The sovereign can no longer say, "You shall think as I do on pain of death;" but he says, "You are free to think differently from me, and to retain your life, your property, and all that you possess; but if such be your determination, you are henceforth an alien among your people."

(Alexis de Tocqueville, Democracy in America, 1835)

Thursday, 29 July 2010

How to talk to the Kurds?

The Economist reports on increased tension in the Kurdish populated areas of Turkey and Iraq. This is not a new problem but any increase in tension - and potentially violence - would come at a very difficult time for the Turkish government and the AKP ruling party.

From an international perspective, the concern has always been that Turkey - which has the second-largest standing army in NATO - could become too distracted by its campaign against Kurdish guerrillas to fulfil its international commitments. Having said that, while Turkish troops play important roles in ISAF, KFOR and EUFOR Althea, in terms of numbers their contributions are not (proportionately) among the most significant.

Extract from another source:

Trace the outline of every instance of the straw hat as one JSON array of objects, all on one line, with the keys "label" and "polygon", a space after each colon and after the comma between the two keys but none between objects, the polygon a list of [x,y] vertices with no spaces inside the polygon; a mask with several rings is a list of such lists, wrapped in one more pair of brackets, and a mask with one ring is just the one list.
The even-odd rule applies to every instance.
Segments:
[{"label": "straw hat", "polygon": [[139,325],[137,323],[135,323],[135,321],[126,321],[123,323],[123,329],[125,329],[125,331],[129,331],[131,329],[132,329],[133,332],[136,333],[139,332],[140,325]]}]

There are other - very real - possibilities which could arise from increased tension and/or violence between the Turkish Army and the PKK (Kurdistan Workers' Party). There is the fear of increased conflict between Turkey and Kurds across the border in Iraq, just as the US is drawing down its presence in Iraq. Moreover, as the Economist article points out, any PKK resurgence would leave Prime Minister Erdogan in a very difficult position.
As next July’s parliamentary elections draw nearer, Turkey’s prime minister, Recep Tayyip Erdogan, is unlikely to risk nationalist ire by openly talking to a group deemed by Turkey and its Western allies to be terrorists. On the other hand, as Mr Erdogan knows, abandoning reform in favour of war will only strengthen the hand of his opponents within the army. He is, as an old Turkish saying goes, holding a stick with shit at both ends.
That is reason enough for the international community to be concerned at this potential development - and also reason enough for the international community to encourage and/or pressure Turkey to solve this as reasonably and effectively as possible, admittedly not an easy task.

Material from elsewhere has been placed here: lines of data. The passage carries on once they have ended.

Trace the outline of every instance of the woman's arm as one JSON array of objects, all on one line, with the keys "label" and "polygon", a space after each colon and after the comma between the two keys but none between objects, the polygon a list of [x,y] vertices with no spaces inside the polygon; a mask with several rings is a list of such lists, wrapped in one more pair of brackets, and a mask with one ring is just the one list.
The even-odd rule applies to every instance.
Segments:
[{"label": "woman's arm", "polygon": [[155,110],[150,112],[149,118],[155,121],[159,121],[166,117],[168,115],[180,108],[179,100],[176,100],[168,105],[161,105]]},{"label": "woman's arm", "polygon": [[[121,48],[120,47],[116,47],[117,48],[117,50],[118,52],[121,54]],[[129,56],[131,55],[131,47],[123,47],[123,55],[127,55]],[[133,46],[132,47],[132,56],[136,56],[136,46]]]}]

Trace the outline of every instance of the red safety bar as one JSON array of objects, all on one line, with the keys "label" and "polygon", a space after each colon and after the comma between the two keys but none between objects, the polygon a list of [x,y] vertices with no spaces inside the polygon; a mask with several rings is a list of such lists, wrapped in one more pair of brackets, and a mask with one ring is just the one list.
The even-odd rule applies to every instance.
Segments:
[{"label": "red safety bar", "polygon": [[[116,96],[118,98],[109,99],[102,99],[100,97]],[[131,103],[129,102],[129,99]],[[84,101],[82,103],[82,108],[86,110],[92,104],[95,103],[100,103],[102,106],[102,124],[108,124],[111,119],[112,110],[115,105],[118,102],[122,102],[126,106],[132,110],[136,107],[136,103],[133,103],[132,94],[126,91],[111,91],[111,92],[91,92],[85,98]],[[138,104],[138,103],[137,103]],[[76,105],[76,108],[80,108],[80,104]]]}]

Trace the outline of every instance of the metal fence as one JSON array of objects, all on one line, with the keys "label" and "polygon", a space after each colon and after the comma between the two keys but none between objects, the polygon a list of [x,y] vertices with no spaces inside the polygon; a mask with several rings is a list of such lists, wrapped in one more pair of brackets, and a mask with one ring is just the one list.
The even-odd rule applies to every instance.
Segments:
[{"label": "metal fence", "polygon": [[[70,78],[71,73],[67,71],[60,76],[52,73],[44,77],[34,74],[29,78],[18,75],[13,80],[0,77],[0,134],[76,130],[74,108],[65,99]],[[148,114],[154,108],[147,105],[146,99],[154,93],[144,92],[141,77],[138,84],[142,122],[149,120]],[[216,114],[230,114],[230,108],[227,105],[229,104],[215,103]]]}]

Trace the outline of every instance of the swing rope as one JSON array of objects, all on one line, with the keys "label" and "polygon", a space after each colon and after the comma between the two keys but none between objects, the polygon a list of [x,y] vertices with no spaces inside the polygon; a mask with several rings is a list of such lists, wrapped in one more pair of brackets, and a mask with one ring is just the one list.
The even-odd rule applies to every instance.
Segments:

On that subject, there are some questions to raise. The article states that secret talks have been going on with Abdullah Ocalan. While it may well be true that he retains huge support and affection from the rank-and-file, the fact remains that he has been in solitary confinement for eleven years. How can he be expected to have a clear understanding of the situation on the ground as it is now? Does he know the mood among the Kurdish rank-and-file (a different generation from the one he knew)? Does he know the key players on his side and on the Turkish side? Does he know the public mood in Turkey, notably in the context of next year's elections?

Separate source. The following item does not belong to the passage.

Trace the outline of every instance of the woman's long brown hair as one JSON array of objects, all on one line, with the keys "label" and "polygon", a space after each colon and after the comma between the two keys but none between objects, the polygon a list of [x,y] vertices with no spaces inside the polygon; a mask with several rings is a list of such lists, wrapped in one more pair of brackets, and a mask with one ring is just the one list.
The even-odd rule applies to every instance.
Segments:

Furthermore, these secret talks have apparently been led by security and intelligence operatives and the PKK have - understandably and rightly - stated that they want to talk to politicians.

One could make a comparison to the discussions held in Algiers in 1989 between ETA and the Spanish government. ETA were represented by Antonio Etxebeste, who was released from prison for the occasion. The Spanish government was represented by the Interior Minister, José Luis Corcuera, but also by Rafael Vera, director of State security, who was said to have close links to the government black ops unit known as the GAL. Vera had previously participated in discussions with ETA, also in Algiers, accompanied by Jorge Argote, a lawyer who had defended men accused of torturing ETA prisoners, and Jesus Martinez Torres, chief of intelligence for the national police, who was suspected of actually having participated in torture.

With interlocutors like that, it is no surprise that the talks went nowhere but the real point is that the Spanish government and ETA alike displayed a failure to recognise the political nature of the problem. Both sides sent in security and/or intelligence operatives (on the ETA side, Etxebeste was accompanied by two operatives from the Madrid commando) who neither understood nor cared to understand the political realities of the situation or public opinion in the Basque country and in Spain (ETA's lack of political nous is a subject previously covered on this blog).

That is an approach which the Turkish government would do well to avoid - assuming that it is serious about finding some kind of solution to the Kurdish issue - but also because, as the Economist points out, if they let the military and security apparatus of the State take the lead then the civilian government could find itself undermined in the ongoing existential debate over what kind of State Turkey should be.